Du klingst so, als wären also bisher nur positive Reaktionen gekommen?


Ja, ich sage mal so, es war selten so positiv. Es ist dieses Mal schon richtig erschreckend positiv. Ich habe zwar nichts anderes erwartet, weil ich weiß, dass die Platte gut ist, aber es ist dieses Mal schon so eine „Wow-Welle“. Außer vielleicht vom Götz (Kühnemund – RockHard), der geschrieben hat: „Die Platte ist zwar super, aber völlig überproduziert“. Ansonsten sind die Kritiken sehr gut eigentlich.


Wir haben ja schon ca. vor einem Jahr mal telefoniert und da habt ihr bereits angekündigt, dass ihr die neue Platte wieder schneller machen wollt…


Habe ich dich da enttäuscht? (lacht)


Nein, keineswegs! Die Platte knallt von vorne bis hinten. Die Frage war eben, ob nicht die Angst dabei entstehen könnte, dass so manches dann etwas gezwungen klingen könnte, wenn man sich im Vorhinein so ein Ziel setzt?


Ach, denkst du, andere Bands machen das anders? Andere Bands sagen, wir machen jetzt nicht ne harte Platte, sondern die sagen dann so: „Die Platte steht in meinen Eiern und die Spritz ich da dann raus und schreib die einfach“. (lacht)

Alles was man macht, ist irgendwo kontrolliert, egal ob beim Sex, oder wenn ich einem Typen eine auf die Fresse hau, irgendwo ist immer eine gewisse Kontrolle.
Bereits zu „Sentence Of Death“ sagten wir im Jahr 1983, dass wir die härteste Platte der Welt aufnehmen wollen, deswegen klang das Teil auch nicht konstruiert. Wir machen uns soweit einen Plan, dass wir eine Platte machen, die wir haben wollen und uns happy macht, und genau das haben wir getan. Die letzte war ein bisschen zu lusch, sie war gut aber die neue ist halt wieder mehr in die Fresse.



Wie weit hat sich das beim Songwriting dann noch entwickelt, da dann doch noch einige langsamere Stampfer auf dem Album eingefunden haben.


Ja, der Schlagzeuger muss das dann auch alles noch spielen können und wir haben ihm die Latte auch sehr hoch gelegt, denn wir wollten einen wirklich guten Drummer haben. Darum haben wir es dann auch so angelegt, dass der Schlagzeuger, der das letztendlich einspielt, ein Top Profi sein muss. Als er dann in’s Studio kam und dieses extreme Material ganz locker runtergenudelt hat, als ob er sowas schon immer macht. Er war dann selber auch ganz begeistert, wie das klingt, denn er war vorher auch nicht der Thrash/Death/Speed Metal Drummer. Er ist einfach ein sehr gut ausgebildeter Schlagzeuger. Er sollte dann natürlich auch zu uns passen und das hat alles gut geklappt.
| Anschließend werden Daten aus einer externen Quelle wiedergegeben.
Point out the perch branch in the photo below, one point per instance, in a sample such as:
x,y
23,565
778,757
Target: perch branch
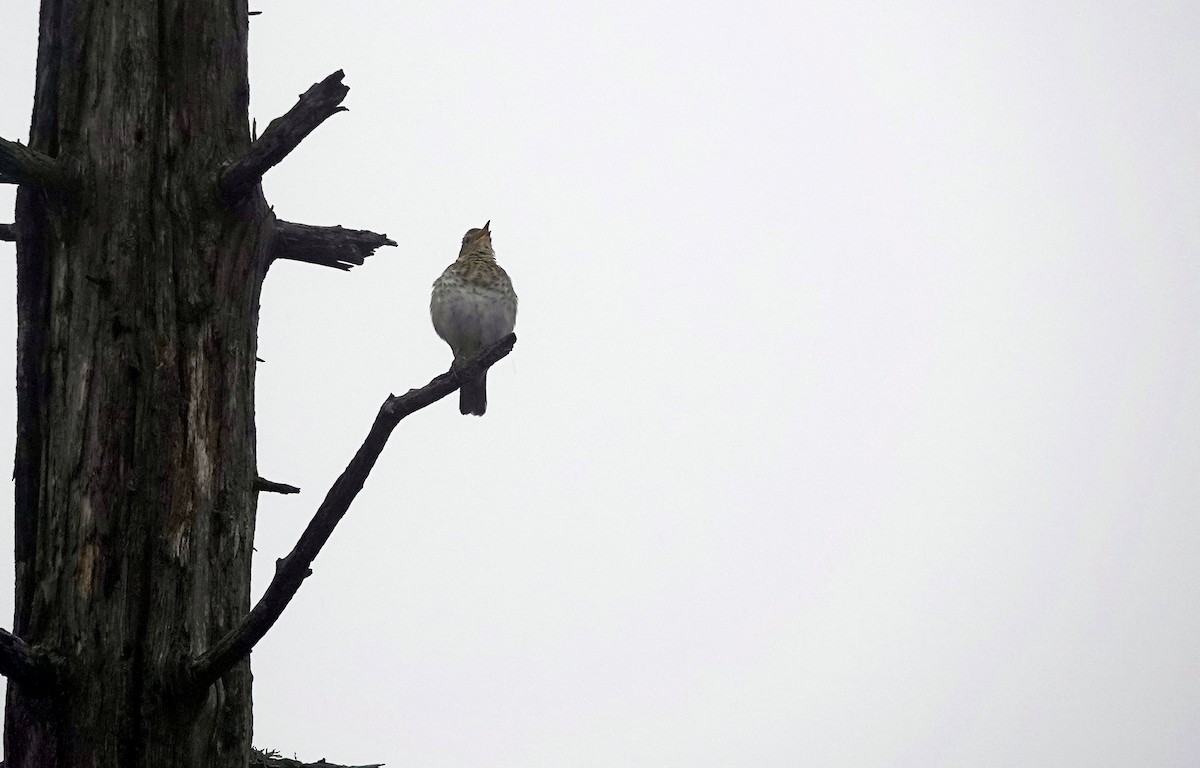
x,y
316,105
292,570
263,484
22,664
22,165
328,246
Außerdem sollte die Platte zwar schnell und hart sein, aber auch abwechslungsreich. Das heißt, wir haben die Platte möglichst abwechslunsreich zu halten, damit das schnelle Zeug zwar heftig klingt, aber nicht so als würde man das alles total stumpf runtergeledert. Es gibt ja viele junge Thrash Metal Bands, die mit roher Gewalt und Geschwindigkeit etwas zu erreichen. Das kann man aber einfach nicht beim Thrash, denn der lebt zwar von Geschwindigkeit aber auch von Breakdowns und Dynamik, die man nur durch Midtempo-Parts usw. bekommt, jedoch darf man das auch nicht übertreiben, denn das hast du das Problem, dass die Platte nicht mehr richtig knallt.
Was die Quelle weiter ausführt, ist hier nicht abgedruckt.